I am having a bit of trouble with the algebra for proving that the function is injective.

Basically I set $f(a)=f(b)$ for $a,b\in[0,\infty)$ and $a,b\neq 1$.

$\frac{a^2}{1-a}=\frac{b^2}{1-b}\rightarrow a^2(1-b)=b^2(1-a)\rightarrow a^2-b^2+b^2a-a^2b=0\rightarrow (a-b)(a+b)-ab(a-b)=0\rightarrow (a-b)(a+b-ab)=0$.

It is here that I am stuck. Basically I want to prove that either $(a-b)$ or $(a+b-ab)$ must be $0$ and if that was the case, $a=b$. However, I don't know how to prove that especially for $(a+b-ab)$.

• Don’t you mean the domain to be $[0,1\rangle$? Apr 25, 2014 at 1:52

Let's find out $x$ such that $f(x)=m$, ($m>0$).

$$\frac{x^2}{1-x}=m \Rightarrow x^2+mx-m=0 \Rightarrow$$ $$\Rightarrow x_1=\frac{-m-\sqrt{m^2+4m}}{2} \quad \mathrm{or} \quad x_2=\frac{-m+\sqrt{m^2+4m}}{2}$$ Note that $x_1$ is always negative and $x_2$ is in the domain, hence the function is injective for $m>0$.

If $m=0$, there is only a possibility $x=0$, and hence the function is injective for $m \ge 0$.

Suppose $f(a) = f(b)$. In order to show $f$ is injective, we must prove that $a = b$. Suppose, to reach a contradiction, that this is not the case. Then, either $a > b$ or $b > a$. Assume first $a > b$, then $a^2 > b^2$ since $x^2$ is an increasing function. Furthermore, notice $a > b \implies -a < - b \implies 1 - a < 1 - b \implies \frac{1}{1-a} > \frac{1}{1-b}$. Hence

$$1 = \frac{f(a)}{f(b)} = \frac{\frac{a^2}{1-a}}{\frac{b^2}{1-b}} > \frac{\frac{b^2}{1-b}}{\frac{b^2}{1-b}} = 1 \implies 1 > 1$$

This is a contradiction, hence $a > b$ must be false. By the same argument, you should be able to show that $b > a$ is also false. Hence, $a = b$. In other words, $f$ must be injective.
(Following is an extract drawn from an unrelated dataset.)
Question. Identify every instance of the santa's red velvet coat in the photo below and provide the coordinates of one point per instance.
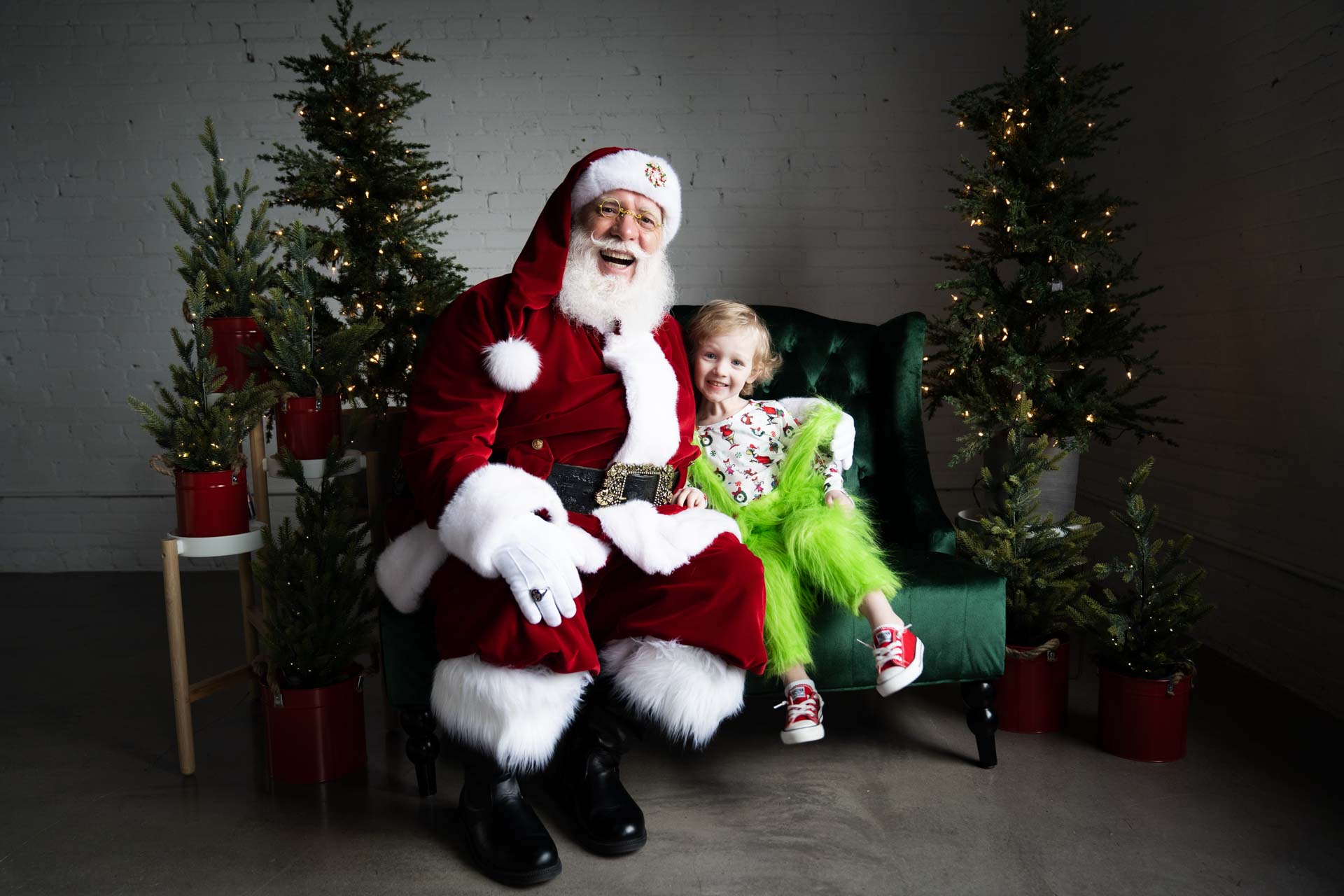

Are you willing to use Calculus? The derivative is $$\frac{(1-x)\cdot2x+x^2}{(1-x)^2}=\frac{x(2-x)}{(1-x)^2}\,,$$ in which every factor is positive on the interior $\langle0,1\rangle$ of the domain. So the derivative is positive, the function is increasing, thus one-to-one within its domain. But since the function starts at $f(0)=0$ and clearly goes to $\infty$ as $x\to1$, continuity now implies that the range is all of $[0,\infty\rangle$.